In opinion, one of the biggest expenses for medical facilities is unpaid services. Costs occurred from patients that are unpaid privately or not fully reimbursed from insurance companies would be one of the biggest expenses incurred in health care services. Another expense that is high on the list of expenses for health care services would be equipment and personnel. Health care personal have high salaries as well as costs for additional training and tuition reimbursement if the health care facility participates in such programs.
Equipment also can cost in the tens of thousands of dollars to over a million to buy the equipment, depending on the equipment. Then there is the training for the personnel operating it, the maintenance on the equipment and anything else having to do with each specific piece. A medical facility has costs no matter what it is they do. The overhead costs, which includes the operating of the building, the salaries of the personnel in the building and anything that has to do with that account for much of the expenses incurred in health care facilities along with services rendered.
What are the titles and functions of the four financial statements usually included in an audited financial report? The four basic financial statements include the balance sheet, the statement of revenue and expense, the statement of fund balance or net worth, and the statement of cash flows. The balance sheet records what an organization owes and what it is worth if for profit organization and uses fund balance rather than equity for nonprofit organizations.
Like the name suggests the balance sheet balances finances in the organization. It is stated at a particular point in time. It displays the total of assets of he organization and the total of what the organization owes. That is its liabilities and its net worth (fund balance).
This can be visualized as Assets- Liabilities- Net worth/ Fund balance. The statement of revenue and expense covers a point in time rather than one single date or point in time. The concepts shows that revenue, or inflow, less expenses , or outflow, result in an excess of revenue to expenses if the year has been good, or an excess of expenses over revenue resulting in a loss if the year has been bad, The formula for a condenses statement of revenue and expense would be: operating revenue- operating expenses=operating income.
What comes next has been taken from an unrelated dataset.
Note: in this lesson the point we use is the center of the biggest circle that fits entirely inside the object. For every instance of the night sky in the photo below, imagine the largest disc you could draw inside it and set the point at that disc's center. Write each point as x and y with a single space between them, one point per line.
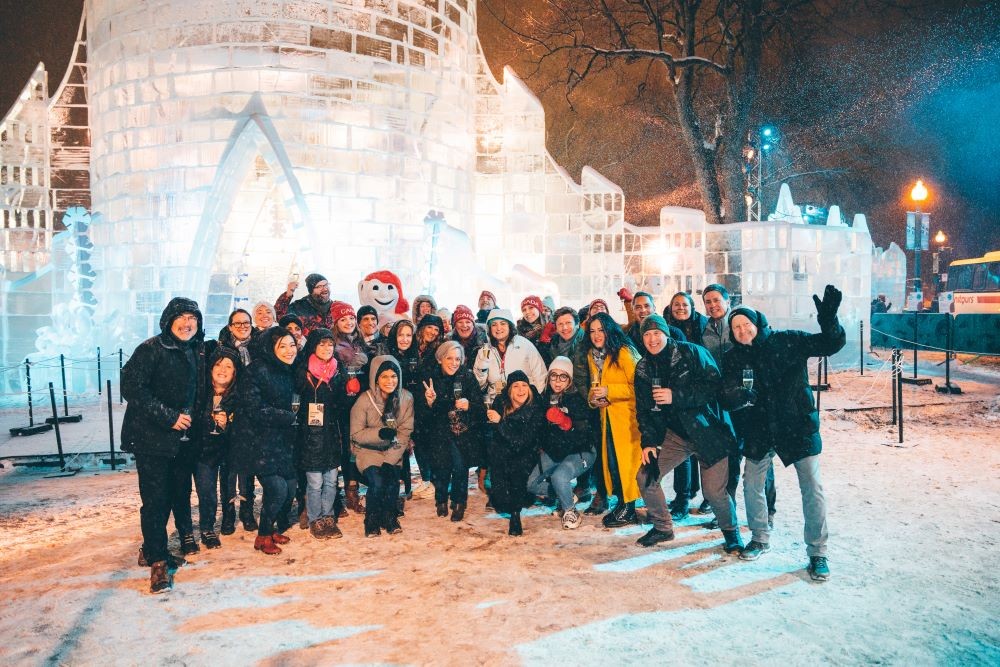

A statement of changes in fund balance/net worth is linked to the previous financial reports. The excess of revenue flows back into equity or fund balance through the statement of fund balance/ net worth. The statement of cash flows deals a lot with accrual basis accounting. For example, Depreciation is recognized within each year as an expense, but it does not represent a cash expense. This is a concept that now enters into the statement of cash flows. The fourth major report—the statement of cash flows—interlocks with the other three major reports. (Baker & Baker, 2011).